Plus it is supply and demand. The punters have asked for a longer format so if I can keep it up I shall try and service that demand. I am looking back to those happy days where a video was edited in five hours with fondness but the more I do the quicker I get.
@AllotmentFox In terms of the algorithm I was thinking in simplistic terms of 3 short videos get watched three times where 1 video is watched once.
The longer format has more flow, although if you have to re-visit the site more than once it could produce continuity issues, but I don't think viewers care about variations in weather or lighting, if they even notice it
Happy New Year.
@@AllotmentFox Honestly, keep it simple, as you are doing, you've got the perfect format.

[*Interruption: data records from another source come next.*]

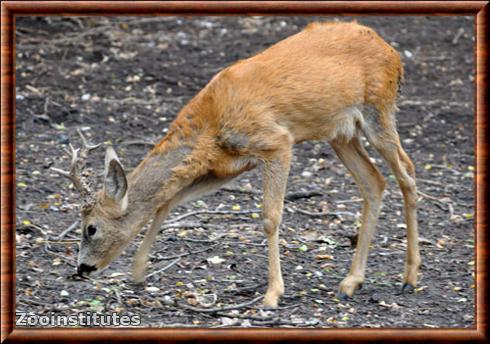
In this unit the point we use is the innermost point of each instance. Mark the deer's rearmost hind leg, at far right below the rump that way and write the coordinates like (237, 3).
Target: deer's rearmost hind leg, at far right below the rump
(387, 142)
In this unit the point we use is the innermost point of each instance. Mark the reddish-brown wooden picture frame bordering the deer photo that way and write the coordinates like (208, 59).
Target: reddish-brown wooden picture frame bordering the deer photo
(10, 9)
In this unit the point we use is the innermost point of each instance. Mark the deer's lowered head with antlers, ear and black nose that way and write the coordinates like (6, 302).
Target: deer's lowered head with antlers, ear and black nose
(103, 213)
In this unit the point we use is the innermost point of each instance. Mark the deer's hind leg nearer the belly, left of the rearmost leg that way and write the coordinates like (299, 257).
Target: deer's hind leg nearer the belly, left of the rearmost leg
(371, 184)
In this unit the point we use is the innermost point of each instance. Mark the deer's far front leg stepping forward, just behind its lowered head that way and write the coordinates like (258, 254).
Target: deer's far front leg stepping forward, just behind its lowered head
(141, 258)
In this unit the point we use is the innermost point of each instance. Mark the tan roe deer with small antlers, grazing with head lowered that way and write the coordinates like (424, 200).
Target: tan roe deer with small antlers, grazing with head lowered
(331, 82)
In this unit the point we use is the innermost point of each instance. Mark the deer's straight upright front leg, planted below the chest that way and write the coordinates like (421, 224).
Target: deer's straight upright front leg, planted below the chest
(275, 180)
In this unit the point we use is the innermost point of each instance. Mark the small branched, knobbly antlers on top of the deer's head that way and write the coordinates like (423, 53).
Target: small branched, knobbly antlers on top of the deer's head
(76, 173)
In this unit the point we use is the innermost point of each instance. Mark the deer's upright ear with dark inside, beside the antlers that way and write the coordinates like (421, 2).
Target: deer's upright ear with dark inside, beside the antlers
(115, 183)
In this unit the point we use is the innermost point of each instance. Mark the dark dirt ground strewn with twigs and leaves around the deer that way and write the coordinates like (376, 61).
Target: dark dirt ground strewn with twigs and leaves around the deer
(122, 80)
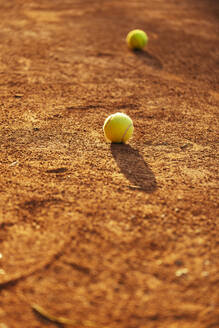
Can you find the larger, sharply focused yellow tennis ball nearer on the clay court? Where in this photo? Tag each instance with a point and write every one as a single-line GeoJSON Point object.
{"type": "Point", "coordinates": [118, 128]}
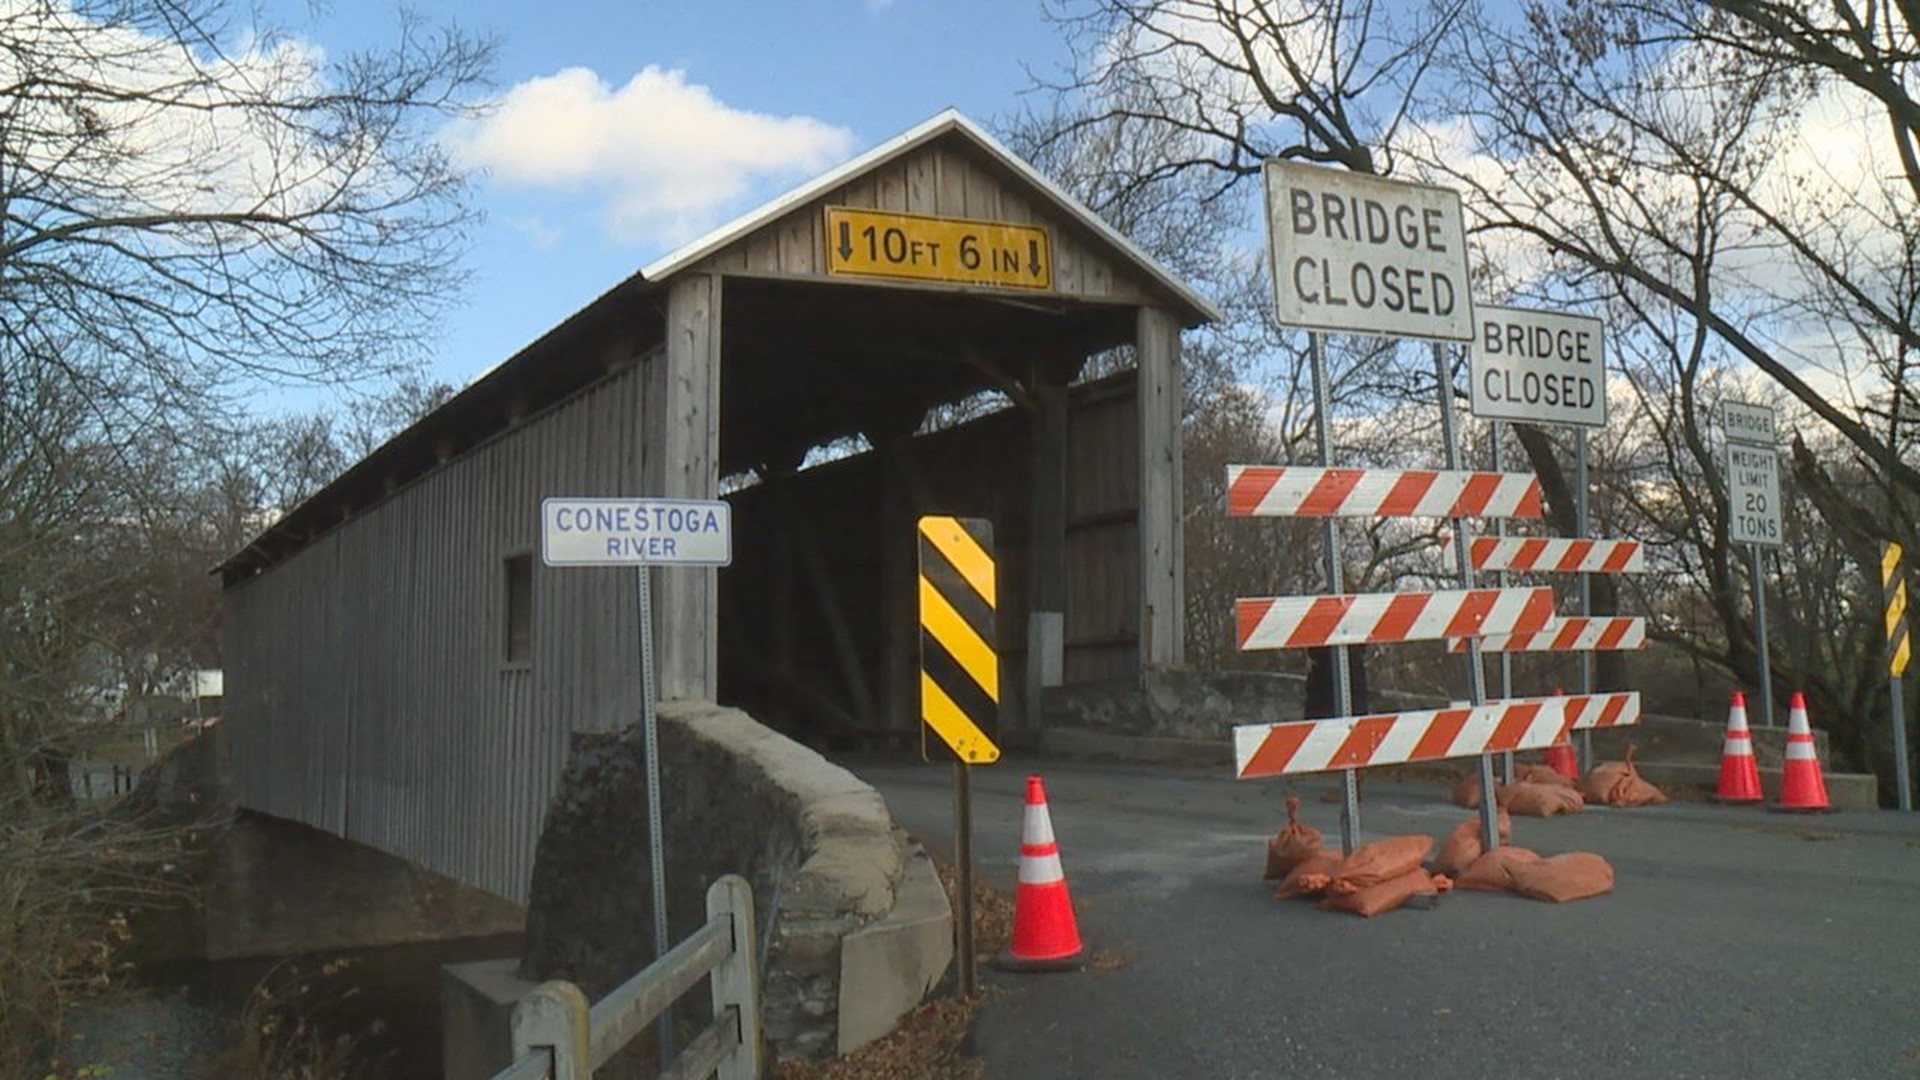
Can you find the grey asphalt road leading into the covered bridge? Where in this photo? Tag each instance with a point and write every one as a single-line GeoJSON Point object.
{"type": "Point", "coordinates": [1737, 943]}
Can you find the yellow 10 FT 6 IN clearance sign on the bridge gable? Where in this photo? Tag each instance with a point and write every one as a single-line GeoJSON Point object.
{"type": "Point", "coordinates": [867, 243]}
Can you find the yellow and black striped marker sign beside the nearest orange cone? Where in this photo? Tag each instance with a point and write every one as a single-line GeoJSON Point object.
{"type": "Point", "coordinates": [959, 668]}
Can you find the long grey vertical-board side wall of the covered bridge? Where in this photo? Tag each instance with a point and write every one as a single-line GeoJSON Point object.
{"type": "Point", "coordinates": [366, 683]}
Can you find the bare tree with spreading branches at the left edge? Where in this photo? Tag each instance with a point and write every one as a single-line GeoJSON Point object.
{"type": "Point", "coordinates": [191, 209]}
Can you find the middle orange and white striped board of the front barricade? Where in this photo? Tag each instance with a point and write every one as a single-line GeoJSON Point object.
{"type": "Point", "coordinates": [1381, 618]}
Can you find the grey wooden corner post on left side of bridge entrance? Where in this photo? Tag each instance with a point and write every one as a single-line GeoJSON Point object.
{"type": "Point", "coordinates": [686, 435]}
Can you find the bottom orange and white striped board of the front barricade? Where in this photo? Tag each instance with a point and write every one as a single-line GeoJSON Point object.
{"type": "Point", "coordinates": [1431, 735]}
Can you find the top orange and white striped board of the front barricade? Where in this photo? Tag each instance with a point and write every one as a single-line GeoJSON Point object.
{"type": "Point", "coordinates": [1285, 491]}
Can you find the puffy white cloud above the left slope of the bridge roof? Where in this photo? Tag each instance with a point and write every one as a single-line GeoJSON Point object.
{"type": "Point", "coordinates": [663, 153]}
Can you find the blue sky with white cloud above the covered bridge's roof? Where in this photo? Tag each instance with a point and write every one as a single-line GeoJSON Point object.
{"type": "Point", "coordinates": [629, 128]}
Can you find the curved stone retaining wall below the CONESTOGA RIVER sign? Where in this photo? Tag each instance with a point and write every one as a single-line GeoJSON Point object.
{"type": "Point", "coordinates": [815, 841]}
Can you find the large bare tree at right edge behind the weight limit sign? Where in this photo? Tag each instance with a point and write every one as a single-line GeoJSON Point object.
{"type": "Point", "coordinates": [1648, 159]}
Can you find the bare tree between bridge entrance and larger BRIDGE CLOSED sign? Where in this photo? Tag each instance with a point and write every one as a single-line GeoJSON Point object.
{"type": "Point", "coordinates": [1166, 112]}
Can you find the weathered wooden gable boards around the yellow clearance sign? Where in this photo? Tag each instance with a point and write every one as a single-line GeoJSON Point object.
{"type": "Point", "coordinates": [942, 180]}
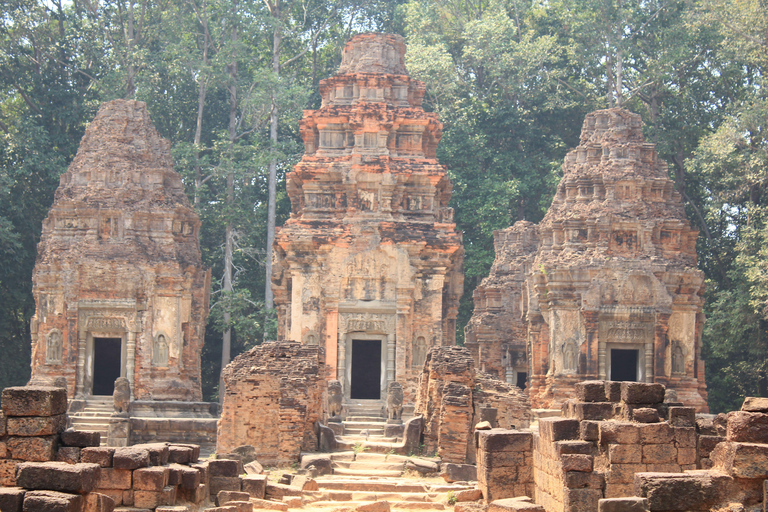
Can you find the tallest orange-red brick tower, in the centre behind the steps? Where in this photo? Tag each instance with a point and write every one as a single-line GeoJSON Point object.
{"type": "Point", "coordinates": [369, 263]}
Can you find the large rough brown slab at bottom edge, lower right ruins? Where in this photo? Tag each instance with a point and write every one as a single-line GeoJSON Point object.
{"type": "Point", "coordinates": [690, 491]}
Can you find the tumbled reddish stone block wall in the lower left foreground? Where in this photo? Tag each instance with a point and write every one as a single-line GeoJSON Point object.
{"type": "Point", "coordinates": [44, 467]}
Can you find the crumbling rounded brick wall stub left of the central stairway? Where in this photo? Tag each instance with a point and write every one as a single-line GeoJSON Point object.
{"type": "Point", "coordinates": [273, 397]}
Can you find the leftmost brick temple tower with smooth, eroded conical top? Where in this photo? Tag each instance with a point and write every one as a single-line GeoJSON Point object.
{"type": "Point", "coordinates": [119, 284]}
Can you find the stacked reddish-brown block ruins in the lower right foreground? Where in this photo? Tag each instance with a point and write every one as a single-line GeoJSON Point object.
{"type": "Point", "coordinates": [621, 440]}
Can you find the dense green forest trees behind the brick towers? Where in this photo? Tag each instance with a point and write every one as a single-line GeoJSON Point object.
{"type": "Point", "coordinates": [510, 80]}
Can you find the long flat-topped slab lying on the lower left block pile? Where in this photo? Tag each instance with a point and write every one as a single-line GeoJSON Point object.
{"type": "Point", "coordinates": [58, 476]}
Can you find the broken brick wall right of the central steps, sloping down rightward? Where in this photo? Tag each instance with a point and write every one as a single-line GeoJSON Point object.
{"type": "Point", "coordinates": [450, 394]}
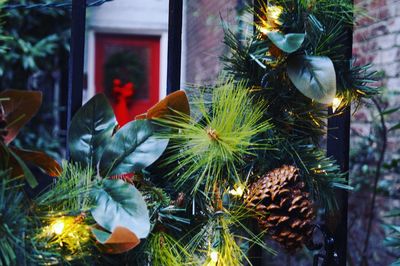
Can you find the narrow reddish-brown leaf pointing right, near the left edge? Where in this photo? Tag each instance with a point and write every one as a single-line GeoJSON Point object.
{"type": "Point", "coordinates": [41, 160]}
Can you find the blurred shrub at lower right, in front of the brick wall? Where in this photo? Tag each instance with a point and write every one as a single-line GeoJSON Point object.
{"type": "Point", "coordinates": [375, 176]}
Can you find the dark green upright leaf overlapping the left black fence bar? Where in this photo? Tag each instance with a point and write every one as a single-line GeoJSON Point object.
{"type": "Point", "coordinates": [91, 127]}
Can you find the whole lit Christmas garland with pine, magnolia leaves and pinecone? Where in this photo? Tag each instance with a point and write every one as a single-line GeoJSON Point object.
{"type": "Point", "coordinates": [176, 188]}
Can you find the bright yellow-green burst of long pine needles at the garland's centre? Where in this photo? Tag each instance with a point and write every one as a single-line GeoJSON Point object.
{"type": "Point", "coordinates": [210, 152]}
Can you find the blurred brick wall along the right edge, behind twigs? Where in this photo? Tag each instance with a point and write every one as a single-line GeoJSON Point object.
{"type": "Point", "coordinates": [377, 41]}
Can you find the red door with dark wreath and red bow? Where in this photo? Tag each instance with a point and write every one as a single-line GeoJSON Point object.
{"type": "Point", "coordinates": [127, 70]}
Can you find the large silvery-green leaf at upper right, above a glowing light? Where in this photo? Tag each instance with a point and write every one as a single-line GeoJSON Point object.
{"type": "Point", "coordinates": [314, 76]}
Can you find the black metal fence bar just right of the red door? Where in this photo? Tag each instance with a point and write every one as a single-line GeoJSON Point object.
{"type": "Point", "coordinates": [174, 45]}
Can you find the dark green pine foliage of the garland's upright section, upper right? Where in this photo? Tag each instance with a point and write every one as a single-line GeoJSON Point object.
{"type": "Point", "coordinates": [299, 122]}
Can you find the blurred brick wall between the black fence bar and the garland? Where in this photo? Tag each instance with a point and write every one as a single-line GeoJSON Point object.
{"type": "Point", "coordinates": [204, 38]}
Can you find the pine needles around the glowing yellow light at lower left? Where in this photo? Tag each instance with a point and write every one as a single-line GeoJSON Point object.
{"type": "Point", "coordinates": [65, 206]}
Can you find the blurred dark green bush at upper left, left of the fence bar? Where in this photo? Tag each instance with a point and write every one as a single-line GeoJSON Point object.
{"type": "Point", "coordinates": [36, 58]}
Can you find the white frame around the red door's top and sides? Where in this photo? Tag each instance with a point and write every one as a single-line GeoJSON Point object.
{"type": "Point", "coordinates": [91, 52]}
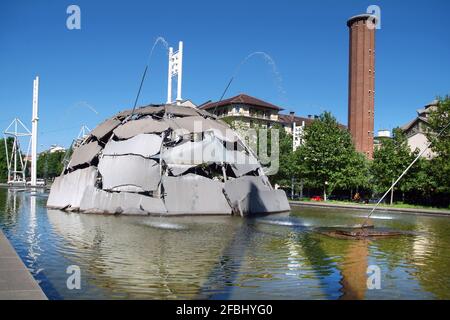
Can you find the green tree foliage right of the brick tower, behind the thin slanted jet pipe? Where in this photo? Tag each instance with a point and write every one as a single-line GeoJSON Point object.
{"type": "Point", "coordinates": [428, 181]}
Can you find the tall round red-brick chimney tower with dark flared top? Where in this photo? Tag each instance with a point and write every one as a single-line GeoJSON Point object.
{"type": "Point", "coordinates": [362, 82]}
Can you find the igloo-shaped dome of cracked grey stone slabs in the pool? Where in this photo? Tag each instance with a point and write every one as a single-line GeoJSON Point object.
{"type": "Point", "coordinates": [164, 160]}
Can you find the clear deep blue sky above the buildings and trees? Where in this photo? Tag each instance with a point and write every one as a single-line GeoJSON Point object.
{"type": "Point", "coordinates": [100, 65]}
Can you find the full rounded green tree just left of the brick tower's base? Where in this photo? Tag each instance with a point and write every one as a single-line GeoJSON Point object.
{"type": "Point", "coordinates": [328, 159]}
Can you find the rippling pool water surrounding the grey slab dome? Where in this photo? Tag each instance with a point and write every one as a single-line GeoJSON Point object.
{"type": "Point", "coordinates": [274, 257]}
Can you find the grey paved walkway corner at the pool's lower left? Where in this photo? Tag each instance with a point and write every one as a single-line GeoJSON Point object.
{"type": "Point", "coordinates": [16, 282]}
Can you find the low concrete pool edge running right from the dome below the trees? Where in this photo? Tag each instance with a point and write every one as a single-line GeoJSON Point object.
{"type": "Point", "coordinates": [423, 212]}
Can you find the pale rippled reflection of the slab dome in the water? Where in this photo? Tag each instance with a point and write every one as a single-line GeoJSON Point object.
{"type": "Point", "coordinates": [138, 259]}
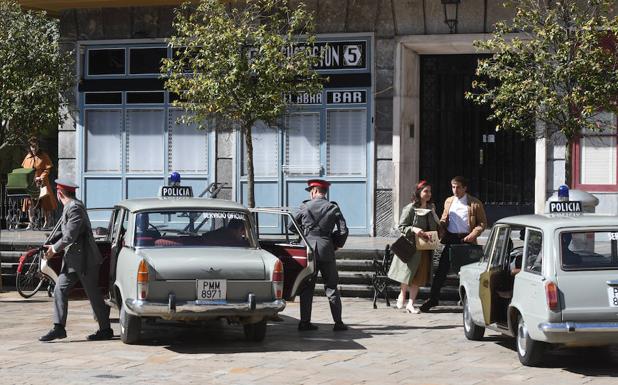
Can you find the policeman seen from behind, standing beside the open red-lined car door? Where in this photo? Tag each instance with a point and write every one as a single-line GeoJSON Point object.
{"type": "Point", "coordinates": [318, 218]}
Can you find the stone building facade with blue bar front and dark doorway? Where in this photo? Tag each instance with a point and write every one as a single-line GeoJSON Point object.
{"type": "Point", "coordinates": [392, 113]}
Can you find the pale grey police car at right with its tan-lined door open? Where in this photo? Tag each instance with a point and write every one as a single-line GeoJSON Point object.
{"type": "Point", "coordinates": [545, 280]}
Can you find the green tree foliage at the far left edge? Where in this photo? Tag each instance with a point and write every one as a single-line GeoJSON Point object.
{"type": "Point", "coordinates": [33, 74]}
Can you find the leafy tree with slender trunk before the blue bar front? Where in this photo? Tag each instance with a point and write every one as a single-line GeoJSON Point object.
{"type": "Point", "coordinates": [238, 64]}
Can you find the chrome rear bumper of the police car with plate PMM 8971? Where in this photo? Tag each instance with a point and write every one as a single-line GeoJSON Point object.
{"type": "Point", "coordinates": [195, 310]}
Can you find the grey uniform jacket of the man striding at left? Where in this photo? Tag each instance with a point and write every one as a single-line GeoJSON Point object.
{"type": "Point", "coordinates": [81, 253]}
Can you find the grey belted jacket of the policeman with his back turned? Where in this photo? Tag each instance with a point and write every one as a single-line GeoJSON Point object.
{"type": "Point", "coordinates": [318, 218]}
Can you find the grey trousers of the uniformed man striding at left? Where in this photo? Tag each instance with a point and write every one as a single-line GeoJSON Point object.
{"type": "Point", "coordinates": [66, 280]}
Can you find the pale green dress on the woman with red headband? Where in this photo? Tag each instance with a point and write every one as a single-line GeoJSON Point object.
{"type": "Point", "coordinates": [411, 216]}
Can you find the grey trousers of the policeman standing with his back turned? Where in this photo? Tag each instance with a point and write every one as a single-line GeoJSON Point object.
{"type": "Point", "coordinates": [328, 269]}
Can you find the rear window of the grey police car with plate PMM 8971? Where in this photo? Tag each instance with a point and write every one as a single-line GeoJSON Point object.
{"type": "Point", "coordinates": [193, 228]}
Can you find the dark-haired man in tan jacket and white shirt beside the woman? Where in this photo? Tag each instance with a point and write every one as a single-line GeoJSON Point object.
{"type": "Point", "coordinates": [462, 221]}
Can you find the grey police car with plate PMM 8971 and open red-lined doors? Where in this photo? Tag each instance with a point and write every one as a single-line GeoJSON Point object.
{"type": "Point", "coordinates": [193, 259]}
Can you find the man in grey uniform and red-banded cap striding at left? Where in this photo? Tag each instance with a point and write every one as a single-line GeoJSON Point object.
{"type": "Point", "coordinates": [81, 262]}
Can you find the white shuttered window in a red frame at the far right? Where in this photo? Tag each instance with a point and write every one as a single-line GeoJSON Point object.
{"type": "Point", "coordinates": [597, 154]}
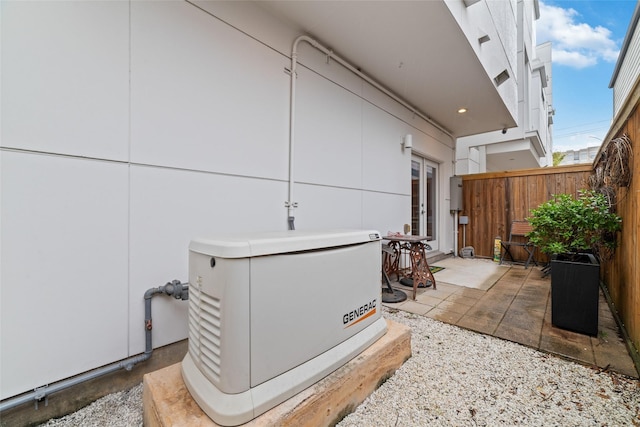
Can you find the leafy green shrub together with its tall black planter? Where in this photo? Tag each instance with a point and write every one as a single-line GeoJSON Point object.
{"type": "Point", "coordinates": [573, 231]}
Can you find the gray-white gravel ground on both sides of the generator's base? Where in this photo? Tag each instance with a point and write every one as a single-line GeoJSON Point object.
{"type": "Point", "coordinates": [455, 377]}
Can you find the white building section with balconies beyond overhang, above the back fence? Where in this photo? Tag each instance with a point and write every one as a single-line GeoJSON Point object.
{"type": "Point", "coordinates": [529, 144]}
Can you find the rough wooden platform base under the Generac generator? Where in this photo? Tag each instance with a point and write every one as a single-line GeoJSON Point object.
{"type": "Point", "coordinates": [167, 401]}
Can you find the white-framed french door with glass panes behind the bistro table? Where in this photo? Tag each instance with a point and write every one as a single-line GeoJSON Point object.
{"type": "Point", "coordinates": [424, 199]}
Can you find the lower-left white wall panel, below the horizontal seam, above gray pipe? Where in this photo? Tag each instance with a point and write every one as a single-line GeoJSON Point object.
{"type": "Point", "coordinates": [64, 268]}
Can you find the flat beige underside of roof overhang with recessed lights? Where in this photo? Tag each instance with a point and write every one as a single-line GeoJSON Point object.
{"type": "Point", "coordinates": [415, 49]}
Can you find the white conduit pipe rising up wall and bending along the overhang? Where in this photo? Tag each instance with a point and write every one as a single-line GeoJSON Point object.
{"type": "Point", "coordinates": [290, 204]}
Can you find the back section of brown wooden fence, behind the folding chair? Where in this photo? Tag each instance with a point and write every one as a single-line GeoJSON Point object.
{"type": "Point", "coordinates": [493, 200]}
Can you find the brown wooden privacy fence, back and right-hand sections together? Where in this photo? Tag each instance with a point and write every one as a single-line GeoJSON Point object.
{"type": "Point", "coordinates": [493, 200]}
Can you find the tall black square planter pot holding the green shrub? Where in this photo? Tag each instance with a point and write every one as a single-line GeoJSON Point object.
{"type": "Point", "coordinates": [575, 293]}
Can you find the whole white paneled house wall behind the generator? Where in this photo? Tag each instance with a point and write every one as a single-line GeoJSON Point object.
{"type": "Point", "coordinates": [130, 128]}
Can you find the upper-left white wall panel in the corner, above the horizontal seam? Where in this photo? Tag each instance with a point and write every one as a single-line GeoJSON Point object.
{"type": "Point", "coordinates": [65, 77]}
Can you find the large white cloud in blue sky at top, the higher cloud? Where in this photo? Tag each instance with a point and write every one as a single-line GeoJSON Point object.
{"type": "Point", "coordinates": [575, 44]}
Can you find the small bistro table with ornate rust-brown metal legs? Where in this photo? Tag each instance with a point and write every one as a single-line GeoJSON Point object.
{"type": "Point", "coordinates": [416, 248]}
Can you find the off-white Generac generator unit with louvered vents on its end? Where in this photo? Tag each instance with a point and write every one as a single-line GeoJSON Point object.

This is pure antiquarianism, nobody is expecting (or wants!) Time Team. As for You Tube, I'm a subscriber so I get no ads in anything I watch, I would like to think that some of that monthly sub is going to you.
I find most people have a short span of attention therefore I try to make short videos (20 mins) but it doesn't always work out that way!
Even with ruthless editing my videos tend average 30 mins plus.
I have 2 channels and I have never been able to crack the algorithms, there are too any factors involved.
Trending words, attention grabbing titles, click bait, I've tried the lot but I think it all boils down to churn and catch 22, more subs = more views = more subs, ad infinitum.
Nope I think you have it right, good job
Dutch pronunciation is pretty straight forward. English pronunciation only makes sense to linguists.
Apnea, heather, learn, ocean, steak, beak. So many sounds for just one letter combination!
And ei is just as inconsistent.
Heather, learn and ocean sound the same to me and steak I had to think hard whether it was different but it is. This may be my southern English accent where vowels are seeming to merge over time. Heather, learn and beak are derived from OE. There are reasons for the odd spelling, I tend to ignore Middle English but I think that is the culprit. We won’t change, they tried to drag us into a rational, standardised world amd it didn’t work.
I really love how you make tangible the land that existed hundreds if not thousands of years ago, with the language that also so clearly connects from then to this day and age.
For me, your videos help me to get a better sense of proportion when I take a break from it all and walk though my own local patch of semi-wilderness - and I often wonder, who was here before me? What can I see? Where are the clues?